Skip to main content
Dits for AI docs
Core Concepts

Three-Layer Addressing

Every other tool stores your data by the hash of its bytes. Dits adds two more ways to ask “have I seen this before?”

Almost every storage and version-control system addresses data the same way: hash the bytes, and use that hash as the address. It is simple, it is fast, and it is exactly the problem. Byte-identical is the ceiling. Two artifacts that are 99% the same but not byte-for-byte identical share nothing — they are stored twice, transferred twice, and reasoned about as if they were unrelated.

For AI data this ceiling is brutal. A fine-tune, a quantized variant, a LoRA adapter, the next training checkpoint — each is a small perturbation of something you already have, yet exact-match addressing treats every one as brand new. Dits attacks this with three layers of addressing, each one catching what the layer below it misses.

L1 — Exact (BLAKE3 of the bytes)

The foundation: every chunk is named by the BLAKE3 hash of its content. Same bytes produce the same address, so identical content is stored exactly once, and every read is verified against its hash — corruption is detected, never returned silently.

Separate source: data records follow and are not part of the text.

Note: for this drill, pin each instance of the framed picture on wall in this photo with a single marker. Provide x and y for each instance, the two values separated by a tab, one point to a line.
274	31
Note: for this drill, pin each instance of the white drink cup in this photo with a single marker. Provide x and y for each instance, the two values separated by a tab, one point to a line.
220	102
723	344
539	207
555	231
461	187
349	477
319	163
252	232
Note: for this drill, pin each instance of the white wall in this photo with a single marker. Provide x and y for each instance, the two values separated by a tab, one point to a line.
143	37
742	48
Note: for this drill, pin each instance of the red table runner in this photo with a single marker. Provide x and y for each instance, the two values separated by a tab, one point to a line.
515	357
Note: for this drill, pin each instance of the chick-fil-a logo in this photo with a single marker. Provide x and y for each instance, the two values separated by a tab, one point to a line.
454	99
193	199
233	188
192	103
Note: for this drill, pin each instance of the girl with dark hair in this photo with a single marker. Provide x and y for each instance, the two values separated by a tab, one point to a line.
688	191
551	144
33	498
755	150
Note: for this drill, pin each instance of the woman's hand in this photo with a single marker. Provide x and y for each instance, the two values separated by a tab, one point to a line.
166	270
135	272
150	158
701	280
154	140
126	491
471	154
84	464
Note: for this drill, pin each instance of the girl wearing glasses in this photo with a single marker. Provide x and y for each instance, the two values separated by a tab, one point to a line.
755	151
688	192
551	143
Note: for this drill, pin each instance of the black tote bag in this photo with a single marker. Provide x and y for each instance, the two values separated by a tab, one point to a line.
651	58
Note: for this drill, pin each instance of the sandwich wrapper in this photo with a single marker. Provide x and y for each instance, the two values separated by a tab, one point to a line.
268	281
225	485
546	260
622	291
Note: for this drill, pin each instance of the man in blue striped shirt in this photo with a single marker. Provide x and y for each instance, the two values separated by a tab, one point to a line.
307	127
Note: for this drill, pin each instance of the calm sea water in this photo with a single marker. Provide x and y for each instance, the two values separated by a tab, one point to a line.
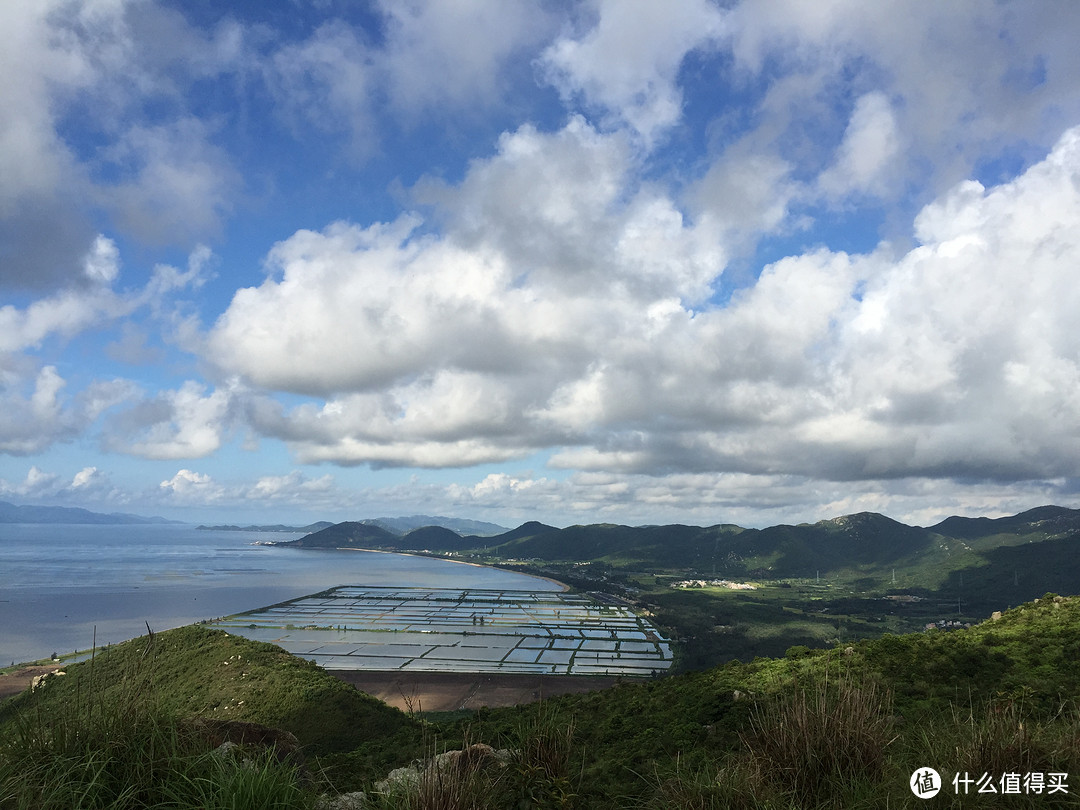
58	583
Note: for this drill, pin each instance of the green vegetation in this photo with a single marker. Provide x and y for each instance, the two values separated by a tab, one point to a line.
838	727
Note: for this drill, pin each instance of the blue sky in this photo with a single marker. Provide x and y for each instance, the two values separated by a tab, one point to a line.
597	261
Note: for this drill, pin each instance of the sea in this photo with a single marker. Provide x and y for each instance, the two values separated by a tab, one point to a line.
67	588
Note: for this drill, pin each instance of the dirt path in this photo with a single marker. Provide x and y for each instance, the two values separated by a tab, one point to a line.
440	691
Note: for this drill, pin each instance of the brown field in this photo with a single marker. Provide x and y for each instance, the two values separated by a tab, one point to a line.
444	691
427	691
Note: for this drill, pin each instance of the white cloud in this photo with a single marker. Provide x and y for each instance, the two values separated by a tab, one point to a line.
186	422
188	486
626	64
105	65
75	309
432	352
458	54
871	145
102	264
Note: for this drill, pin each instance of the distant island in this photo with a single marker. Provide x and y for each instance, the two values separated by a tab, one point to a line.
319	526
392	526
13	513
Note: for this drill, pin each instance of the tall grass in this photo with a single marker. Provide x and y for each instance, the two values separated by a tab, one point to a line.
119	748
823	739
534	773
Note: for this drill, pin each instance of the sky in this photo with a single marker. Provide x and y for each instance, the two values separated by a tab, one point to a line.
611	261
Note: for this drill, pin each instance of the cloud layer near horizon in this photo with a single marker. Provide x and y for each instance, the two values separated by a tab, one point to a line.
696	260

Status: working today. Content-addressed object store, FastCDC chunking, exact deduplication, and byte-exact reconstruction all ship in L1. This is the bedrock the other layers build on. See Content Addressing and Chunking & Deduplication.

Where it wins: shared dataset shards, a base model versus a fine-tune that left most tensors untouched, and any data that is appended to over time. Where it stops: anything that is nearly the same but not identical.

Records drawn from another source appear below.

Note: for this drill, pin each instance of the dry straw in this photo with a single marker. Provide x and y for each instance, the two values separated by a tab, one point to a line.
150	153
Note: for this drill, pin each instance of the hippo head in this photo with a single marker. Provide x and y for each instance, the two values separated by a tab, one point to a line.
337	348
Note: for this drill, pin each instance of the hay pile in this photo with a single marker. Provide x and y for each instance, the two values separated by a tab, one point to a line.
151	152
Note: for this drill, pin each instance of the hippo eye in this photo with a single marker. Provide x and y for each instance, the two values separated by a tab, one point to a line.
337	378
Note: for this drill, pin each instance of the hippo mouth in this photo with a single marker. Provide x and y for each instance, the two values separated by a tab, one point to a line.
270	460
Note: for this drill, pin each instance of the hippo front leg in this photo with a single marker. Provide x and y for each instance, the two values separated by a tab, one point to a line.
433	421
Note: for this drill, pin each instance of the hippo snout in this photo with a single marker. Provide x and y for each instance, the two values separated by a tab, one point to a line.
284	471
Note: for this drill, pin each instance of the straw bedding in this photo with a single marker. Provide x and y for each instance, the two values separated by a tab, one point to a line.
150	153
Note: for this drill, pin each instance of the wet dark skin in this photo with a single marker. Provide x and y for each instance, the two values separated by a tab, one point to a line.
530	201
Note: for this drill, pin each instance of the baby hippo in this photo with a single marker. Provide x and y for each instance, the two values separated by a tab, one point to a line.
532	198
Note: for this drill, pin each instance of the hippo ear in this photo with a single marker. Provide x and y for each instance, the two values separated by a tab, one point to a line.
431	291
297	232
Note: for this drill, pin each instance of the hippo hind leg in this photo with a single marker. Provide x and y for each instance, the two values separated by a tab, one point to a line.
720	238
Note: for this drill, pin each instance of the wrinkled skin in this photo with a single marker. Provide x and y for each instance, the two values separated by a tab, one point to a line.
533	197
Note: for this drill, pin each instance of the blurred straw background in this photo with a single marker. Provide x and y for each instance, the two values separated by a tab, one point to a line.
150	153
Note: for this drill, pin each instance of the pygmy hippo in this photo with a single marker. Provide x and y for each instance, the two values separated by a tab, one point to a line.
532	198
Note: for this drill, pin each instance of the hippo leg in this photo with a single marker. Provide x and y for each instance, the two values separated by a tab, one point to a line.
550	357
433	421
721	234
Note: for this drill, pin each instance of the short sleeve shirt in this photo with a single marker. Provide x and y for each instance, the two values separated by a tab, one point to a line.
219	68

L2 — Similar (fingerprint, then store the delta)

L2 computes a perceptual or semantic fingerprint for a chunk, finds the nearest chunk already stored, and keeps only the delta against it. This catches near-duplicates that L1 cannot see: two quantizations of the same weights, an adapter that nudges a handful of layers, a dataset with a few thousand rows changed.

L3 — Derived (store the recipe, recompute the artifact)

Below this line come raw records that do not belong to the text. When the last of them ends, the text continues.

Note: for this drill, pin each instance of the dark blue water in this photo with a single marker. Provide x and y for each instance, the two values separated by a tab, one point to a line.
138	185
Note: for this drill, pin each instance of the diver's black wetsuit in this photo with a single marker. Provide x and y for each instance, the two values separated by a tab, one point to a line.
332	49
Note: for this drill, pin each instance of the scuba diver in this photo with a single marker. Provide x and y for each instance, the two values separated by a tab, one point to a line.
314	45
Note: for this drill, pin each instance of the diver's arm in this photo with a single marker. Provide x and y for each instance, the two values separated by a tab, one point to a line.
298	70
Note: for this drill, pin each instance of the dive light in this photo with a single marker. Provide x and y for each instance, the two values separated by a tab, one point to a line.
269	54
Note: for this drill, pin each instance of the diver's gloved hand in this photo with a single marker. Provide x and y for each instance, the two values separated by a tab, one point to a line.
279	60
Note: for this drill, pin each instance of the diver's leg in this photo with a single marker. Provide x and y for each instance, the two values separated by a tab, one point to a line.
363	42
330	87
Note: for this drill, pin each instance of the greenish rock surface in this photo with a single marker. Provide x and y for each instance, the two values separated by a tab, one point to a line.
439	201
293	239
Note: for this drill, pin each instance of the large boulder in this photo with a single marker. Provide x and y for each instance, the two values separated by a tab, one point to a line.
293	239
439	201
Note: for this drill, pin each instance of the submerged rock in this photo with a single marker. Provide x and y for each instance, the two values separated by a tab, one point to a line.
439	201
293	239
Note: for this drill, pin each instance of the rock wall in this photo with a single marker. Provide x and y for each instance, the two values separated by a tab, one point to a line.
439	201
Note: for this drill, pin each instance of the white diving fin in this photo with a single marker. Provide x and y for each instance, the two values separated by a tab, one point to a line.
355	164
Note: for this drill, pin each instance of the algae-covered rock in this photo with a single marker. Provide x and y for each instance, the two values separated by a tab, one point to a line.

Some artifacts do not need to be stored at all. If a file is the deterministic output of a known process — a quantization pass, a tokenization, a format conversion — L3 stores the recipe instead of the bytes and recomputes the artifact on demand. A derivable gigabyte costs zero bytes plus a recipe.

How the layers stack

  • L1 (today) — identical bytes free. The honest floor you can rely on right now.
  • L2 (roadmap) — near-identical bytes nearly free, via fingerprint plus delta.
  • L3 (roadmap) — derivable bytes free entirely, via stored recipe.

Each layer is a strictly larger net. L1 is the only one shipping today, and it already changes the economics of storing model and dataset lineage. L2 and L3 are where the addressing model is headed.